Sunday, June 30, 2013

About Glenn Greenwald's Speech

Glenn Greenwald tells his audience (in the video I posted here) that there are more documents yet to be written about in his series of Guardian articles on the Edward Snowden leaks, one of which talks of a billion cell phone calls captured.

He also says that from his and Edward Snowden’s point of view, the unacceptable is not that the government is collecting massive amounts of information on its own citizens, but that it is doing so in secret. In fact, I think that’s where the government made its mistake. I think they should have been open about it, because I don’t think enough Americans object, as long as the NSA will tell them that it’s keeping them safe from Muslim terrorists. And now that it is known, if anything comes of it, I think it will be that either 1) the American people will sanction it, or 2) the issue will go to courts which will call it unconstitutional, Congress will have to strike some of it (not all) and make stricter rules about what can and cannot be collected, and the whole thing will go even further underground. But it won’t stop.

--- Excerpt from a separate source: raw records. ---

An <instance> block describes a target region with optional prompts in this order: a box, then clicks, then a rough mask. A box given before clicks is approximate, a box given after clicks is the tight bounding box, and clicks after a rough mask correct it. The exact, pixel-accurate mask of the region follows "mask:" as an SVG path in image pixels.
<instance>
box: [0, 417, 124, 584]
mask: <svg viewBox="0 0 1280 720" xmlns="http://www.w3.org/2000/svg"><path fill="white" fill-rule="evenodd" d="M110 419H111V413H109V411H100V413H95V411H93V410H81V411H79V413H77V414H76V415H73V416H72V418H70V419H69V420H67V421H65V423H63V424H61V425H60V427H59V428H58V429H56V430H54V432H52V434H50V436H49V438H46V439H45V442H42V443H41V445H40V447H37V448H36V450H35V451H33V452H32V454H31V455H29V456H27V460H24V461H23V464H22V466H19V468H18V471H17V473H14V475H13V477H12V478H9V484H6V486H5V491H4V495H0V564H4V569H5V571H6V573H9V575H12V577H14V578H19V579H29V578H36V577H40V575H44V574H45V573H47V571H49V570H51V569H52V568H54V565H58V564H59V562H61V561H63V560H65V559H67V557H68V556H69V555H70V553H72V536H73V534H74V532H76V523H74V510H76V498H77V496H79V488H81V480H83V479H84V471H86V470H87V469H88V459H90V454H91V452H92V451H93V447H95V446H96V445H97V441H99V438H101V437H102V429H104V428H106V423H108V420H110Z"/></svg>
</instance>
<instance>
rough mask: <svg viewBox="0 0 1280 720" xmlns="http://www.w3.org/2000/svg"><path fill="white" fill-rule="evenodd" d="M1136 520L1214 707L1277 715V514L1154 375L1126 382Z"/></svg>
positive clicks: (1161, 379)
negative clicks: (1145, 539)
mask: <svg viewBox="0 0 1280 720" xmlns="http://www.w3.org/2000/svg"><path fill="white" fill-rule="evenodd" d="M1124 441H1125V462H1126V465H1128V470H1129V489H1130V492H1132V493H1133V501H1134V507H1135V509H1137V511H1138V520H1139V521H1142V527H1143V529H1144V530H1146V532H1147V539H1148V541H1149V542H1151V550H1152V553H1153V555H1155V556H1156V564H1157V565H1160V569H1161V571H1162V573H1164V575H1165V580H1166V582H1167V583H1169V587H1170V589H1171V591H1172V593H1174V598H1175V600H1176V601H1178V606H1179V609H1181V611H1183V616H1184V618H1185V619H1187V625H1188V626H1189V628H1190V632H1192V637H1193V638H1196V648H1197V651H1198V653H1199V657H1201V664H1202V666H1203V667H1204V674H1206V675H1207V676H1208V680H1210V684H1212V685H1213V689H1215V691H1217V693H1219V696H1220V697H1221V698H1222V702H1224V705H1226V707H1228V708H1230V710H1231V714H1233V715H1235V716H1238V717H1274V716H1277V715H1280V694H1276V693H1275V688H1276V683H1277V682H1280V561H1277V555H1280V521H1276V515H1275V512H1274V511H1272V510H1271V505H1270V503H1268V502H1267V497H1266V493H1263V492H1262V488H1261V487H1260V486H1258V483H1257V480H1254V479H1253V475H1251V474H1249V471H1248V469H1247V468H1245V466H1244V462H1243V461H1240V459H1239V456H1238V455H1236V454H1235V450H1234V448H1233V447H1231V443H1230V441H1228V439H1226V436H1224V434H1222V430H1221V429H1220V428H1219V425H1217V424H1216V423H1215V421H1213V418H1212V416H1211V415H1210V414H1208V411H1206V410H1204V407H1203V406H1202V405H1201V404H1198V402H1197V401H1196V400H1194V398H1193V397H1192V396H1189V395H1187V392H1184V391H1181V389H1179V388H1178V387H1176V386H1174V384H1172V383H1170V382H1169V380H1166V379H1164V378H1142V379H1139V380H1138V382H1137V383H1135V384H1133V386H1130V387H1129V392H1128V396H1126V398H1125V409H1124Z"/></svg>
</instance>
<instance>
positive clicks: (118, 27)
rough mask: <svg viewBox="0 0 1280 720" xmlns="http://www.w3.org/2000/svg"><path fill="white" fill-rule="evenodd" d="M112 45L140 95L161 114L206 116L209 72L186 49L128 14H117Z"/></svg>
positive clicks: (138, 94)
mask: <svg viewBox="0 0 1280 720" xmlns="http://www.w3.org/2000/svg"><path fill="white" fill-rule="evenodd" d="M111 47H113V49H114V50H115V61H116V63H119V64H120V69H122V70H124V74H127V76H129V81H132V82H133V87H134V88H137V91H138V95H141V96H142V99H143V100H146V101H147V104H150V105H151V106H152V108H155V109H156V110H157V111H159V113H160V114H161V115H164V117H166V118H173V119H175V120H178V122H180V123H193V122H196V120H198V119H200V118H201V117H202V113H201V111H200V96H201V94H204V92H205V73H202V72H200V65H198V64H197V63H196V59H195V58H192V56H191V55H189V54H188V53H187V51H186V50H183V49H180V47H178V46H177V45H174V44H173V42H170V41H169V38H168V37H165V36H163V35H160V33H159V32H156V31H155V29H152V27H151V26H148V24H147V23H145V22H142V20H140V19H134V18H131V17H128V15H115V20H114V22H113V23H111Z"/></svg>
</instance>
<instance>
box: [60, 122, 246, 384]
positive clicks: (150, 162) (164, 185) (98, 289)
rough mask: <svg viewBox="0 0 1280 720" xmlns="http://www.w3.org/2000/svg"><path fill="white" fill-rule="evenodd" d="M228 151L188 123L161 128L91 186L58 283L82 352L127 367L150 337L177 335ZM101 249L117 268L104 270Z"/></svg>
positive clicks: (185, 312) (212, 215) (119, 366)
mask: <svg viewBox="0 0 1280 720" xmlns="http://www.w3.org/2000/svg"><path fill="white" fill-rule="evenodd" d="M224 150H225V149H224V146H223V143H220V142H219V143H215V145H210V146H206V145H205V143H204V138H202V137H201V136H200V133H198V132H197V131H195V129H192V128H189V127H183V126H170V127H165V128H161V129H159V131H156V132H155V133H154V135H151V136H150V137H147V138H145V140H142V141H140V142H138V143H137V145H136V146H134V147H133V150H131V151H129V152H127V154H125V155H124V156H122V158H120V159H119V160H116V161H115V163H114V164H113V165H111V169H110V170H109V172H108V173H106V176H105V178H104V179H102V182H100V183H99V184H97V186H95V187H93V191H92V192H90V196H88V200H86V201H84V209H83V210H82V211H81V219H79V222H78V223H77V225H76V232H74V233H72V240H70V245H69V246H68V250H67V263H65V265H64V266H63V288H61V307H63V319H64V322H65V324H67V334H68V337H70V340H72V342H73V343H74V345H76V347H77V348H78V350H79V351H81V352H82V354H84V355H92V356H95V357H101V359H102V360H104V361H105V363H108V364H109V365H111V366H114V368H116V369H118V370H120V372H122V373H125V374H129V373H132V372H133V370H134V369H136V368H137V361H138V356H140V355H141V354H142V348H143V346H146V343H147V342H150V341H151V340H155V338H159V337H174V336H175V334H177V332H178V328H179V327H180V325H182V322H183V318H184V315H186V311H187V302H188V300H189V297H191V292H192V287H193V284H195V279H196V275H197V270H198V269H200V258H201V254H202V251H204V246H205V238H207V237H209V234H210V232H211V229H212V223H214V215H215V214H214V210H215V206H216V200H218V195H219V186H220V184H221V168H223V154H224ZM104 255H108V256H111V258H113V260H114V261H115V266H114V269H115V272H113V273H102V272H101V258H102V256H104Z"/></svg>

Some years ago, when Congress “put an end” to the Total Information Awareness program, I scoffed at the idea that it would stop functioning, and people called me paranoid. As Stephen Colbert has said about the PRISM leaks, the good news is, I’m not. The most serious threat to the American people is from their supposed guardians to whom they give up their rights in exchange for a phantom security. Sometimes I read posts and articles where the author laments that with one thing or another, we may be lost. We were lost before 9/11. It just took that day to show us.